A good rule of thumb is to first hold your hand above the water for a few moments as you would then be able to feel if the water is too hot. Always be careful submerging your hand as you don’t want to get scalded.
If, after dipping my hand in the bath or running water, I felt that I would be able to comfortably wash my hands in that water, I trusted that it was good for my baby.
Top tips for getting a safe bath temperature for baby
Even with bath thermometers and elbow dip tests, there’s still the chance that you could unknowingly make the water too hot or make bathtime dangerous for your baby. Here are some tips to help ensure bathing your baby is as safe and fun as possible before your have to check the bath water.
Change the hot water temperature at your boiler
Many boilers these days can be set at a temperature of your choice. This not only makes sure that the hot water that runs from your taps is the perfect temperature but it should also help your energy bills come down too.
It’s a good idea to turn down the boiler temperature anyway to protect your inquisitive toddlers who will inevitably figure out how to turn on taps!
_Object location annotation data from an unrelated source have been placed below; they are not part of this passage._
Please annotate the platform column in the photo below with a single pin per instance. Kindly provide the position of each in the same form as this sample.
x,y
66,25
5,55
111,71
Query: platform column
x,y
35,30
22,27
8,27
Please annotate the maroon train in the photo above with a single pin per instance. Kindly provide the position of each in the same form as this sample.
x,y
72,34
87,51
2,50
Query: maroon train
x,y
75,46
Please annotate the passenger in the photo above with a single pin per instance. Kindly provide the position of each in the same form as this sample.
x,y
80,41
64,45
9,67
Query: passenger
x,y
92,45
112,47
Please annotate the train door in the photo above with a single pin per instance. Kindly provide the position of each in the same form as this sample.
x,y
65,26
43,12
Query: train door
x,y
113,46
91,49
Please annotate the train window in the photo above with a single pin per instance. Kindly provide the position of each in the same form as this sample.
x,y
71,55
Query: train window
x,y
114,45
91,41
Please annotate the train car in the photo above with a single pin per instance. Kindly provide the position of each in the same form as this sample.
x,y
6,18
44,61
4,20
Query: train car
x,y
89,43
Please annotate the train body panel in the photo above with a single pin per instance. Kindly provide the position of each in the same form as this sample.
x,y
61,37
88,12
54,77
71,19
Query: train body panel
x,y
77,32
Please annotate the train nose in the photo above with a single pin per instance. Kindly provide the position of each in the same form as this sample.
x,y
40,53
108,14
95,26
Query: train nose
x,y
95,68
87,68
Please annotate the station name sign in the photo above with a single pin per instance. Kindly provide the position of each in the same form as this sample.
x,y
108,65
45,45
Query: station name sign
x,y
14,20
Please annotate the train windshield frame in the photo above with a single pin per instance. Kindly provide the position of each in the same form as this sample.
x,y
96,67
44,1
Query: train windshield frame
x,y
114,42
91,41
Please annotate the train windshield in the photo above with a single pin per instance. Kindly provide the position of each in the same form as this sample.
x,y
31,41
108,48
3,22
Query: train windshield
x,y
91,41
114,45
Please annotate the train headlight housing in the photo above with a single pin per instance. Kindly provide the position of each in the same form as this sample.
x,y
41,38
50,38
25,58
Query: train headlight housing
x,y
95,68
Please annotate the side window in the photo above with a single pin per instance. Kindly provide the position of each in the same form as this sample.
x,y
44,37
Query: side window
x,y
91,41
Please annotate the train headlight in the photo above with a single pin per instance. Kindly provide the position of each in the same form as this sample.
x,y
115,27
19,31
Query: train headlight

Turn on the cold water first
Whether you have separate taps or a mixer one, turning on the cold tap first is a good idea if you have an older boiler and the temperature can’t be changed. It’s a lot easier to warm up a bath than cool it down but remember to thoroughly mix the water together otherwise there could be hot or cold spots.
Another good tip is to turn off the hot water first and allow the cold water to cool down the faucet but this only works on a mixer tap.
Install tap covers
This will reduce the risk of your child being scalded by hot water still dripping from the faucet and they’ll also protect your toddlers if they decide to turn on the tap mid bath. Bath spout covers will also protect against head bumps if you have a clumsy child!
Make sure the room is warm
It’s not just the water that needs to be warm. The room should be as well, to avoid any shock your child will receive in going from a warm bath to a cold room. Keep a warm and fluffy towel nearby to wrap them in as soon as they’ve left the tub and take them to another warm room to get them dressed.
Frequently Asked Questions
Do I need a baby bath thermometer?
They aren’t an essential baby item but they are useful if you feel you’d prefer to know an exact temperature. As outlined above, there are ways to check the temperature of bath water without a thermometer.
What is the best baby bath thermometer?
This is a question that only you can answer. It all depends on the type of thermometer you want for you and your baby. My advice would be to check baby product guides and read reviews before making up your mind.
How do I know if my baby is too cold in the bath?
There are a few signs to look out for. Blue lips is an easy one as well as mottled skin, these are good indicators that your baby is too cold. Babies can have cold hands for various reasons, so this isn’t always the best thing to go by. They might also become upset and agitated quickly, something that is out of character for them.
The Bottom Line
There are many ways to check baby bath temperature without a thermometer. There’s no shame in admitting that you’d prefer to have an actual reading before you bath your baby but if you follow the tips and tricks outlined above, you’ll have no problems with baby bathtime even if you don’t have a thermometer.